The possibility of creating intelligence artificially is captivating and fascinating, but what is intelligence? Having a definition would be helpful, before trying to re-create it artificially. Generally, this is the point at which people start to feel uncomfortable with the conversation. Are intelligence and knowledge the same thing? Is it possible to define a behaviour (human or not) as intelligent because it shows an in-depth knowledge in a specific delimited field? Can we define as intelligent an algorithm because it can identify a human face on a picture, or a tumour on an X-ray? If an algorithm can process and correlate millions of labelled X-rays, and blood tests in a few hours, making accurate predictions about the progression of a disease, is

it safe to imply that algorithms are smarter than consultants? Perhaps it is necessary to be very smart, and draw a line between intelligent and repetitive behaviours (regardless of their complexity), which not only applies to machines.

IT and Telecoms have played a central role in global GDP growth over the last 35 years, considering the entire industry was virtually non-existent 50 years ago, it is reasonable to think the existence of bubbles is the price to pay for such growth. Bubbles come and go, but they always leave something behind.

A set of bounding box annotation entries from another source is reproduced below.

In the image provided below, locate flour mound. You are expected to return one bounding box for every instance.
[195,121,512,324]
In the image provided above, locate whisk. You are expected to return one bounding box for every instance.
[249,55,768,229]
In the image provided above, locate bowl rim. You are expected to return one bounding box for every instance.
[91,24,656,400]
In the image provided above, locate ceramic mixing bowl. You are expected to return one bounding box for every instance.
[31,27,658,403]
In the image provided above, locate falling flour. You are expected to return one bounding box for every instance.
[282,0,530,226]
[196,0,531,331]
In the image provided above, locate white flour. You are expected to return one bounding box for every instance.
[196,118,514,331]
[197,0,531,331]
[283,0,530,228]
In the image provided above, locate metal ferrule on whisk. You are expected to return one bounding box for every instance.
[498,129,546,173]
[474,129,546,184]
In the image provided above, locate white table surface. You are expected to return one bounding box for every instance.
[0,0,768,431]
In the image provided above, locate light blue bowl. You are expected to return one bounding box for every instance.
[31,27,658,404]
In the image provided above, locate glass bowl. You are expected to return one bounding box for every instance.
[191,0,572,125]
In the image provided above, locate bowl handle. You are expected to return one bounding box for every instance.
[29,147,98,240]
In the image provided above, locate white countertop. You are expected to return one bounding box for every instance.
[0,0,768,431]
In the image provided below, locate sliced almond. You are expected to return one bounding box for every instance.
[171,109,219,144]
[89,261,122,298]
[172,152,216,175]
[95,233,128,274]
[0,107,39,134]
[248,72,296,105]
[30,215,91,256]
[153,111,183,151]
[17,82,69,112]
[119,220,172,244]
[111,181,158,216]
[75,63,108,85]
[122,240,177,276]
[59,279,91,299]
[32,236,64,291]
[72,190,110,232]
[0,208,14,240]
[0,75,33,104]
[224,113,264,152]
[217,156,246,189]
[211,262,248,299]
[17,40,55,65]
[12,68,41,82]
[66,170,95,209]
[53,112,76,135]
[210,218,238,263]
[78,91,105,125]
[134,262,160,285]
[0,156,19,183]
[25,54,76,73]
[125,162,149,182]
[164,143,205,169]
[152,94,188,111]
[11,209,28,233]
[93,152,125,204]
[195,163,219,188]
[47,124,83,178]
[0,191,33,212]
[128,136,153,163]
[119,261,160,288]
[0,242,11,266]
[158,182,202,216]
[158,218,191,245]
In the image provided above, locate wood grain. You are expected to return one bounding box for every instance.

For instance, the world as we know it today, would not be the same without the dot-com bubble and all the technology created to push the internet into a global, gigantic marketplace. Maybe the best thing about the AI bubble, is it forces us to answer, or at least to consider, extra-intelligent questions. Is it not a great discipline that puts philosophers and computer scientists in the same arena? Maybe that is why the old models do not fly commercially. Maybe that is why we are witnessing the birth of a new era, like electricity or the creation of the first electronic computer. Maybe, and paradoxically, the tireless and relentless need of humankind to understand and create intelligent things, will end up generating more intelligent humans.

As mentioned, bubbles are not that bad, except it is best not to be around when they burst.